On a nearby iron bench, an elegant woman gasped aloud. Somewhere behind them, a severe matron raised her lorgnette, whispering to her companion, “Is that truly Mr. Darcy in a tree?”

“I believe it is,” the other replied, her voice faint with disbelief.

He dropped to the turf with a thud—bark in his linen, an elm leaf tangled in his hair, and a red scratch across his hand courtesy of the ungrateful mother bird.

“Give me your hands,” Elizabeth said. “You’re hurt.”

Before she could censure herself, she removed her gloves and took his bare hands in hers, examining the scratch and the scraped skin from the rough bark.

“I dub thee, Sir Darcy, Knight of Foundling Fledglings,” she said, voice light and arch to disguise her racing heart. She turned his hand, thumb brushing the scratch, and for one wild second nearly pressed her lips to it.

She caught herself just in time. She had caused enough scandal for one Sunday, but as she looked up into his dark, arrested eyes, a strange, liberating clarity washed over her.

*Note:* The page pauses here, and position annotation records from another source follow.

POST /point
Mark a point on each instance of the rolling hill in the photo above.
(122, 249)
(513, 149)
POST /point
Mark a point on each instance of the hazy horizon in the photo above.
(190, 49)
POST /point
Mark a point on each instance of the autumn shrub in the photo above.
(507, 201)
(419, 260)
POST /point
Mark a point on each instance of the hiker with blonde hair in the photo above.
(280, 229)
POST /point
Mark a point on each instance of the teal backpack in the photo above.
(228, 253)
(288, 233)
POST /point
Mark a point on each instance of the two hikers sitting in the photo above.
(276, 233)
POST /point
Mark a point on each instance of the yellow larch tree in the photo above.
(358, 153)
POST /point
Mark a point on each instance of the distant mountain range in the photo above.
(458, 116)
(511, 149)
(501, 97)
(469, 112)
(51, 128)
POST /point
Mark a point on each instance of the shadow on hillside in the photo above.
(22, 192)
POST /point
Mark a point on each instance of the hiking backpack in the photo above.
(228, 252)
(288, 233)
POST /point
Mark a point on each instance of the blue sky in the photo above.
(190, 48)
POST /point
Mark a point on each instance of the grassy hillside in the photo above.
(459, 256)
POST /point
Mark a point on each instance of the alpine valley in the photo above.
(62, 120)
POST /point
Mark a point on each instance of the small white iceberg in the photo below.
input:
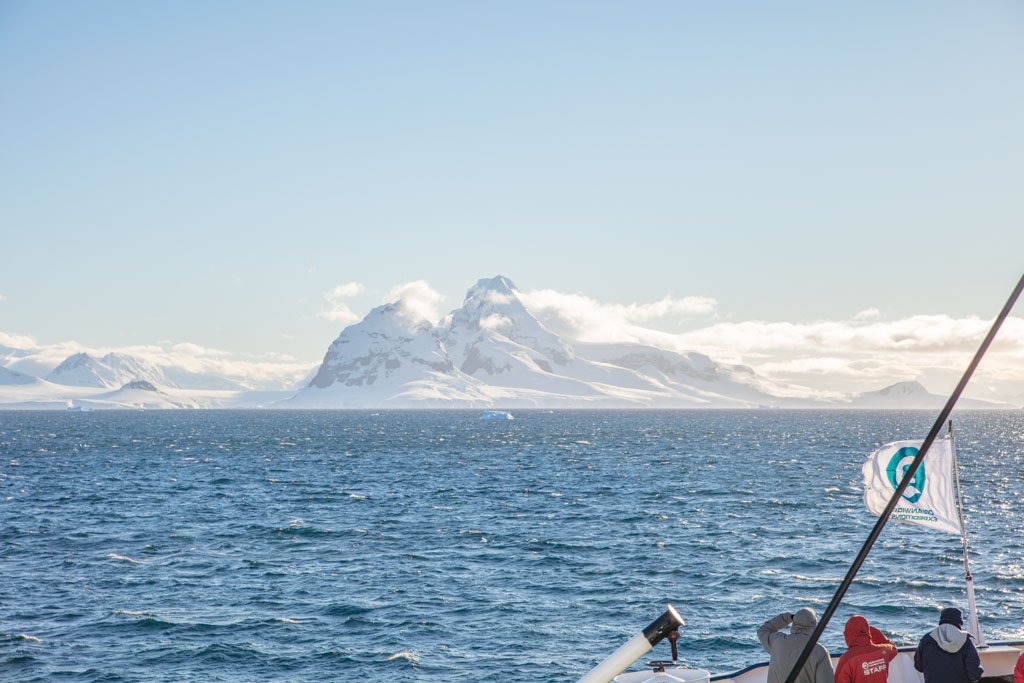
(496, 415)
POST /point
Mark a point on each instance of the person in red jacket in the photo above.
(868, 656)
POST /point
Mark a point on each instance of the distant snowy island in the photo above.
(489, 353)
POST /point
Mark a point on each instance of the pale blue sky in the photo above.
(204, 171)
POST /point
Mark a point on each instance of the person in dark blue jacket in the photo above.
(946, 654)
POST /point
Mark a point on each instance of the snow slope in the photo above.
(492, 351)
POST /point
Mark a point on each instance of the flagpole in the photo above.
(907, 477)
(975, 626)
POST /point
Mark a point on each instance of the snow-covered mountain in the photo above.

“I suppose the entire ton is planning our social execution,” she whispered, her fingers lingering against his skin for one rebellious heartbeat longer. “But I find I do not much care what those forty pairs of eyes think, Mr. Darcy… so long as the one pair that matters approves.”

Darcy’s breath caught, a fierce light flaring in his eyes that made her knees weaker than any tree-climbing ever had.

“I believe,” Darcy murmured, his voice a low, rough vibration that seemed to reach down into her very soul, “this is the part where the knight assures the lady that he requires no other approval in this kingdom. But as for the rest of our company…”

Nettle’s leather ball dropped between them, and the terrier barked, tongue lolling in triumph. Elizabeth burst out laughing, tension dissolving into delight, and beside her, Darcy actually chuckled.

“Yes,” Darcy said, looking from the muddy toy up to Elizabeth’s blooming face, the corner of his lips twisting with that rare, ironical humor. “I believe Nettle approves eminently.”